It takes three colours to trick two eyes

05.14.2018
theorie-de-la-couleur-rvb

You would think that you are seeing every colour there is on all these screens! But that is not the case as only three colours are necessary to produce them all. The eye thinks life is rosy in the world of pixels. But without blackening the picture, the computer coding of colour gives carte blanche to optical masquerades.

The facilities of expressive colour games, which are legion, serve as smoke screens here to mask the difficulty of one of the most technical of subject matters.
Back in 1869, two French scientists called Louis Ducos de Hauron and Charles Cros – the poet, put forward their respective inventions at the Academy of Sciences. Although they had never consulted each other, the two men presented competing projects with regards to colour photography on paper. Their conclusions were similar and they were at the origin of modern day three colour process, through which all the colours visible to the human eye are reproduced from the three primary colours (a primary colour is not composed of other colours).
RGB (red/green/blue) refers to a system of computer coding of chromatic fields using additive synthesis in a trichomatic RGB monitor. Each primary colour corresponds to a code. Each pixel (shortened version of « picture element », or unit of a digital image) was assigned a numerical value that defined the respective brightness of the three primary colours of red, green and blue. This colour frame is invisible to the naked eye.
By using additive synthesis of these three colours in all possible proportions, one can obtain the whole spectrum of copiable colours.

Trichromatic colour vision is the ability of human beings to see different colours and is mediated by the actions of three colour sensing cone cells. The latter turn an electromagnetic signal into a nerve signal that results in colour vision. These three types of cone cells perceive different wavelengths in the light spectrum. The latter can therefore be reproduced in the human eye by playing on these three types of signals.

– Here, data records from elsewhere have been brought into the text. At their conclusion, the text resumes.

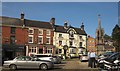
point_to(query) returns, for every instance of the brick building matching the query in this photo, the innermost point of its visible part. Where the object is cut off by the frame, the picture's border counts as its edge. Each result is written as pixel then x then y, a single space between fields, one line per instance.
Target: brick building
pixel 25 37
pixel 91 43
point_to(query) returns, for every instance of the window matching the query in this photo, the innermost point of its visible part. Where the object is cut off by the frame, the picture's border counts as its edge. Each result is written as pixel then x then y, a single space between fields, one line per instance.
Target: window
pixel 40 32
pixel 60 35
pixel 30 39
pixel 32 49
pixel 80 37
pixel 40 51
pixel 47 32
pixel 31 31
pixel 48 40
pixel 80 44
pixel 40 40
pixel 60 42
pixel 13 30
pixel 12 39
pixel 60 50
pixel 49 50
pixel 71 34
pixel 70 43
pixel 71 50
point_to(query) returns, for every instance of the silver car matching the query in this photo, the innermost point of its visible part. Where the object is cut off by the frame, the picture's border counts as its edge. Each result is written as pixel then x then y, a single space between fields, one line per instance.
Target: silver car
pixel 28 62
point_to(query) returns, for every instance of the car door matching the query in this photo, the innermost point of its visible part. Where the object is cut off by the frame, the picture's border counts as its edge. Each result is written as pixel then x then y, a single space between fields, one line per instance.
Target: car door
pixel 31 63
pixel 21 62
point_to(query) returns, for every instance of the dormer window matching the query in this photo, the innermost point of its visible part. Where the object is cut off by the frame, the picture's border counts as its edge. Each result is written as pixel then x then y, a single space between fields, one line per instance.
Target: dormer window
pixel 31 31
pixel 40 32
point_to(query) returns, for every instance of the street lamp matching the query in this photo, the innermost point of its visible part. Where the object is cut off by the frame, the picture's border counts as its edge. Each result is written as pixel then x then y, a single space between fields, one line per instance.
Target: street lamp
pixel 65 47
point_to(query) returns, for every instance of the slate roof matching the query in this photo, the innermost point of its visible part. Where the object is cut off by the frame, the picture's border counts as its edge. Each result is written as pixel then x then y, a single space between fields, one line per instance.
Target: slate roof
pixel 38 24
pixel 28 23
pixel 59 28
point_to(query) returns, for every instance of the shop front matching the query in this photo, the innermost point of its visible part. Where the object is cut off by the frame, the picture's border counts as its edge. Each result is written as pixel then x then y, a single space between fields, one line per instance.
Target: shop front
pixel 11 51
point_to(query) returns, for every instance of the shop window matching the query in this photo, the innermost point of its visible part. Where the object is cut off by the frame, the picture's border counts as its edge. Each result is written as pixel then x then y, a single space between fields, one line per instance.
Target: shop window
pixel 47 32
pixel 40 51
pixel 40 40
pixel 80 44
pixel 13 30
pixel 48 40
pixel 49 50
pixel 60 50
pixel 12 39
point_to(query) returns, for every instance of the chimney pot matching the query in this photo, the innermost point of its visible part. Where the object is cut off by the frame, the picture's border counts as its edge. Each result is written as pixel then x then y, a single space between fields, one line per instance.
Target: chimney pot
pixel 22 15
pixel 52 21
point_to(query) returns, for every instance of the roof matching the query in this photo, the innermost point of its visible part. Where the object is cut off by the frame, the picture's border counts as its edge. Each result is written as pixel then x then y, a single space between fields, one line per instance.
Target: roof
pixel 61 29
pixel 28 23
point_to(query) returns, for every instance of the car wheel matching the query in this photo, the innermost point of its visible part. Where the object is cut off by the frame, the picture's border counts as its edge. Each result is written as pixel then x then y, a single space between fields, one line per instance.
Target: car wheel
pixel 13 67
pixel 43 67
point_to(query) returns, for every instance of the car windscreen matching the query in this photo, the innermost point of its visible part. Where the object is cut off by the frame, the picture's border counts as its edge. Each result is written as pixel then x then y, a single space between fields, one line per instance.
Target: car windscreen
pixel 113 56
pixel 42 55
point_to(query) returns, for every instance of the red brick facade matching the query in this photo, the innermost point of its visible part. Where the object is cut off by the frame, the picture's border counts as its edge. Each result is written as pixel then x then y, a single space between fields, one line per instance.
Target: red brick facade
pixel 20 35
pixel 91 44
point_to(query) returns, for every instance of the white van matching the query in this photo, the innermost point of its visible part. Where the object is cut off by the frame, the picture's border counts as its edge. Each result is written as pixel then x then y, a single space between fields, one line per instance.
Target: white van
pixel 47 57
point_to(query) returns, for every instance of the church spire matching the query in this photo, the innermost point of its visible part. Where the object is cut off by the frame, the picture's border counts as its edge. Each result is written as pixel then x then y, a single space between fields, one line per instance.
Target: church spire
pixel 99 22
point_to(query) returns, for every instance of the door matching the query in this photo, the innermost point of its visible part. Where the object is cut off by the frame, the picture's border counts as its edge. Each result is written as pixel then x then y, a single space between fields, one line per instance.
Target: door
pixel 21 62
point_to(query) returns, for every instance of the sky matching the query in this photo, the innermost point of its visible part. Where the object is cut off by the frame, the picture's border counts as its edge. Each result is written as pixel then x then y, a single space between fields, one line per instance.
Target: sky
pixel 73 12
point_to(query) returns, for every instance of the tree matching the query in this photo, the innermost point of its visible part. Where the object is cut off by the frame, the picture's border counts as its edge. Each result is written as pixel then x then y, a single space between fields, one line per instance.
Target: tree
pixel 116 38
pixel 107 37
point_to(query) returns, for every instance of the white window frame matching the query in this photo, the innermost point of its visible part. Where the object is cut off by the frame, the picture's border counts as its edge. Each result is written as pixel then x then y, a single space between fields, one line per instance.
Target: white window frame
pixel 32 30
pixel 48 49
pixel 42 39
pixel 59 51
pixel 46 40
pixel 48 31
pixel 72 50
pixel 41 31
pixel 32 38
pixel 33 48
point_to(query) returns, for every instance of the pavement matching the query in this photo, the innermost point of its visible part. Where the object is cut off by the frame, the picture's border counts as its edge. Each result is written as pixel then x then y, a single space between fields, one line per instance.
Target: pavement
pixel 67 65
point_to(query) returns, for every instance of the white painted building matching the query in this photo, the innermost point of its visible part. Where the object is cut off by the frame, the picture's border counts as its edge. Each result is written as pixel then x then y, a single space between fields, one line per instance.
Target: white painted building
pixel 69 40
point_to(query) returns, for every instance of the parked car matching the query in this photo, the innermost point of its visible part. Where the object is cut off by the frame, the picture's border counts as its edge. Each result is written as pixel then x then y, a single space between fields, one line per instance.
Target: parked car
pixel 102 57
pixel 57 59
pixel 47 57
pixel 112 62
pixel 84 58
pixel 28 62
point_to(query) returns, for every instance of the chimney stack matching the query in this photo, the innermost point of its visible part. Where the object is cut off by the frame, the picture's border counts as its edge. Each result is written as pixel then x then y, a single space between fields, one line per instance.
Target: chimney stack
pixel 22 15
pixel 22 20
pixel 65 25
pixel 52 21
pixel 82 26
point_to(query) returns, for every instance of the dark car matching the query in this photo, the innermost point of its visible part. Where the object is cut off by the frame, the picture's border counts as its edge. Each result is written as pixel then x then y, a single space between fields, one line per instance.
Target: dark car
pixel 28 62
pixel 57 59
pixel 112 62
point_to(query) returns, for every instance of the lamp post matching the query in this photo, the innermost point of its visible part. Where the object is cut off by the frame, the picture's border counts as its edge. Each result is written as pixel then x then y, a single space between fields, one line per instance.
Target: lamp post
pixel 65 47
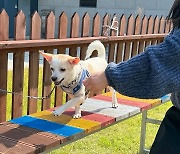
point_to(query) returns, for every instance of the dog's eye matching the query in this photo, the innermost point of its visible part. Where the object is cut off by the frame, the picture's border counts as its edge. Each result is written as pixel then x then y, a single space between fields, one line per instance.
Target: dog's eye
pixel 52 69
pixel 62 69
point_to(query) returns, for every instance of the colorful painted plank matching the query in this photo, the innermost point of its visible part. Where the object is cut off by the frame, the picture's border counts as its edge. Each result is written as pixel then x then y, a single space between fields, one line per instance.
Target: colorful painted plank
pixel 87 125
pixel 102 119
pixel 33 138
pixel 42 131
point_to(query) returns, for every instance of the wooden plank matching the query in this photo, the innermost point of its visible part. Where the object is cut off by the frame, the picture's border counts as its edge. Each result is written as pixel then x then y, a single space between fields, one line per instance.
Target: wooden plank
pixel 105 108
pixel 10 146
pixel 55 128
pixel 69 42
pixel 34 64
pixel 103 119
pixel 18 67
pixel 140 105
pixel 50 29
pixel 4 33
pixel 87 125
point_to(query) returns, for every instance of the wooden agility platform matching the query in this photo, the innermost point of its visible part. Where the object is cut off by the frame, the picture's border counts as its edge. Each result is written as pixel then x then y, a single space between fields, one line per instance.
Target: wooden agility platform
pixel 42 131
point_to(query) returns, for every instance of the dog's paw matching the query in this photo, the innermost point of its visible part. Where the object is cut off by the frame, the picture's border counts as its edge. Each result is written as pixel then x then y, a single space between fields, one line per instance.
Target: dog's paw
pixel 77 116
pixel 56 113
pixel 115 105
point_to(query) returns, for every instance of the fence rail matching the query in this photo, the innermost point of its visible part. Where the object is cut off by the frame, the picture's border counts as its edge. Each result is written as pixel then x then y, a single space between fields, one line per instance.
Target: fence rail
pixel 134 34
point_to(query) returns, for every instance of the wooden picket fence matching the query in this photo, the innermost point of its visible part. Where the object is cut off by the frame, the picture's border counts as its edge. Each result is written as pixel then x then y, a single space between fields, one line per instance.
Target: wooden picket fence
pixel 134 35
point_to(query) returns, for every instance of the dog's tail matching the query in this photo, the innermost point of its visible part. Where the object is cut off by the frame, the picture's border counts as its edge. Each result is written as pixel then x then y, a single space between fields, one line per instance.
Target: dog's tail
pixel 96 45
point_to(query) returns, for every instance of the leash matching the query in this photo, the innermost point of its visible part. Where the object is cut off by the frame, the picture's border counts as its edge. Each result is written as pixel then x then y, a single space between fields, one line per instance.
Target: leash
pixel 31 97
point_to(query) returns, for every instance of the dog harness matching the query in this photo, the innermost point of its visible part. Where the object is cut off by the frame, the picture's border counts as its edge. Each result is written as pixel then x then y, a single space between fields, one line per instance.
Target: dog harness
pixel 75 85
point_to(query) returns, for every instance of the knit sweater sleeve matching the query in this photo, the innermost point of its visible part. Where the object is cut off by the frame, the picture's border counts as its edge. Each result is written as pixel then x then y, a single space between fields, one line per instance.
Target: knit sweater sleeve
pixel 151 74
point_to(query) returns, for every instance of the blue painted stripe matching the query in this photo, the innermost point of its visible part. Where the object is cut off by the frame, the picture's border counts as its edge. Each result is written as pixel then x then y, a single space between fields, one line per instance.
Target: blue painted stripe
pixel 47 126
pixel 165 98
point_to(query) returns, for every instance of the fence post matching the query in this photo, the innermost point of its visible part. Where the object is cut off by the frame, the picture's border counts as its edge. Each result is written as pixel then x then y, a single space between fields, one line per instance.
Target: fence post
pixel 18 66
pixel 4 33
pixel 34 64
pixel 50 29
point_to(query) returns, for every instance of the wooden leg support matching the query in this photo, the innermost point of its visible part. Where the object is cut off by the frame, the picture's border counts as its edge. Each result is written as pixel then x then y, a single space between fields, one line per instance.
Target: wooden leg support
pixel 144 122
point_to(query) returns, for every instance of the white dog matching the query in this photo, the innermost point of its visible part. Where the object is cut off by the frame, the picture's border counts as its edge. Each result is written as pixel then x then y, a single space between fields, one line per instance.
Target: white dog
pixel 68 72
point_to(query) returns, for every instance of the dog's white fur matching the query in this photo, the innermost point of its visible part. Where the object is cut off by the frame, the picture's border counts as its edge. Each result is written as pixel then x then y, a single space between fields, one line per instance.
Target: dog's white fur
pixel 66 68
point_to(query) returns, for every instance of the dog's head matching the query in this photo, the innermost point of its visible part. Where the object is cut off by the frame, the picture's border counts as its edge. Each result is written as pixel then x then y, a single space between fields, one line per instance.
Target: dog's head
pixel 63 67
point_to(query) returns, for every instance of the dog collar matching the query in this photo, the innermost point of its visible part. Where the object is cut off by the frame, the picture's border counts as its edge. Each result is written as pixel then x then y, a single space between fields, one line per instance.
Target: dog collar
pixel 73 90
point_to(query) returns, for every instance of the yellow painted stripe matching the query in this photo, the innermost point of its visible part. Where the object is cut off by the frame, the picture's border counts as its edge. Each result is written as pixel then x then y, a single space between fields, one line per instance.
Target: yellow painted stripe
pixel 87 125
pixel 149 101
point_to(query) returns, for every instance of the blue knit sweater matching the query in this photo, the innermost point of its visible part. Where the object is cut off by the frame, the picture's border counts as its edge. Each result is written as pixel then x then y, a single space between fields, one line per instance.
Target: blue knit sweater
pixel 151 74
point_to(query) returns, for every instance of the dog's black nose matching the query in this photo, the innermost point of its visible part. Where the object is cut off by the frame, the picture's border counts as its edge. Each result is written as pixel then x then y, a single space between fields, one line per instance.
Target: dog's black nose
pixel 53 78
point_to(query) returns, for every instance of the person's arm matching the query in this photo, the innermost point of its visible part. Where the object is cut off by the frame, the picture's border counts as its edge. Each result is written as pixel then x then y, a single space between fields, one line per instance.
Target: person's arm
pixel 152 74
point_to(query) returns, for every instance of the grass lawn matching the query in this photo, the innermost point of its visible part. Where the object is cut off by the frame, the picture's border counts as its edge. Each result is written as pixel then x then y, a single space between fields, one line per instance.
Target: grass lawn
pixel 121 138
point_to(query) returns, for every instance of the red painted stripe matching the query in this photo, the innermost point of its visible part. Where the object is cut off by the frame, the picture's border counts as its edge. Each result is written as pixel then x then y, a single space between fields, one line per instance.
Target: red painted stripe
pixel 103 119
pixel 141 105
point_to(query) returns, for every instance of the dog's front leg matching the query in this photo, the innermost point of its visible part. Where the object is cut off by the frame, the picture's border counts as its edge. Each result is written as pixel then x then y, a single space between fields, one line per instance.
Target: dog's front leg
pixel 76 101
pixel 114 98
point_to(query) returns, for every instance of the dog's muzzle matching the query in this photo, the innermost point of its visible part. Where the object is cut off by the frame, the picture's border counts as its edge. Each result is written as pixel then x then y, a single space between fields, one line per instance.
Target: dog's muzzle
pixel 57 83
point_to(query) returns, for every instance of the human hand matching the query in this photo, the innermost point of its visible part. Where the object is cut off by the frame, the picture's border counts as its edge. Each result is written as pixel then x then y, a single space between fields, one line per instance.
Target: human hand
pixel 96 83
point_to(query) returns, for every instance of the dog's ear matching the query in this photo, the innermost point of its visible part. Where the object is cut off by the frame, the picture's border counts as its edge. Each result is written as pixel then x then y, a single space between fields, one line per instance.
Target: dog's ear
pixel 47 56
pixel 74 60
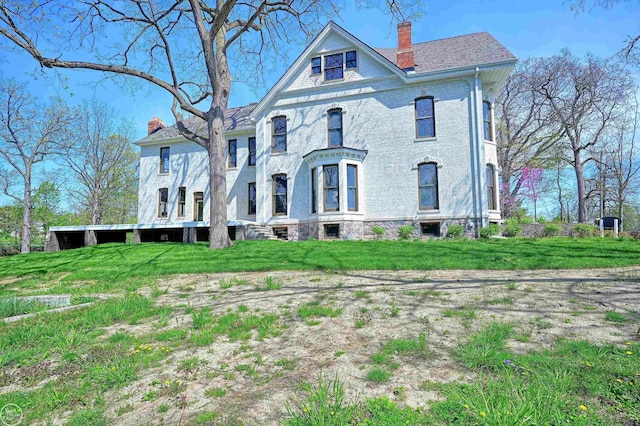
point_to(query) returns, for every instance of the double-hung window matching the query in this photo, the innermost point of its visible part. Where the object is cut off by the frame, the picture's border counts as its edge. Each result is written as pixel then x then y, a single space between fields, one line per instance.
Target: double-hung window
pixel 425 118
pixel 331 188
pixel 182 201
pixel 486 118
pixel 491 188
pixel 428 186
pixel 316 65
pixel 333 67
pixel 279 189
pixel 335 127
pixel 252 198
pixel 352 187
pixel 233 153
pixel 252 151
pixel 163 200
pixel 351 59
pixel 313 191
pixel 164 160
pixel 279 134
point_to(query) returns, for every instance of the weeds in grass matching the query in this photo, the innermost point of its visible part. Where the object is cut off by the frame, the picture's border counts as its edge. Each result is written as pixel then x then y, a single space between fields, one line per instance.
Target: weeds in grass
pixel 189 365
pixel 541 324
pixel 230 282
pixel 287 364
pixel 615 317
pixel 574 383
pixel 395 309
pixel 202 318
pixel 466 313
pixel 215 392
pixel 378 375
pixel 315 310
pixel 320 404
pixel 16 306
pixel 487 348
pixel 500 301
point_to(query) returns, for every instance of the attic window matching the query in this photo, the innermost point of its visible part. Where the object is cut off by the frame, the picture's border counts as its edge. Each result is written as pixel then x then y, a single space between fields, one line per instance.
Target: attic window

Colours do not exist in absolute terms. They have a visual perception that is the result of an operation in the neural network. But the cognitive process is inseparable from other factors shaping this perception such as culture, geography, psychology, memory and language… Therefore it is hard to rationalise whether colours are natural or artificial. However, the RGB system offers colours that mimic original colours by using synthetic effects that the naked eye does not see and which are integrated within the totality of known colours.

The RGB (red green blue) project run by Carnovsky (art duo Francesco Rugi and Silvia Quintanilla) is even more interesting. It is an exploration of graphic surface deepness by arranging the three primary colours in such a way as to produce chromatic stimuli that modify perception by creating static interaction. The eye distinguishes graphic layers and subject layering differently depending on the colour filters applied. The flat surface appears to acquire depth. This smart trichromatic effect makes the eye ‘wobble’ and take a step backwards with perception subjected to the unknown. The Carnovsky team has collaborated with diptyque on a tricolour scenography of the Garden of Hesperides.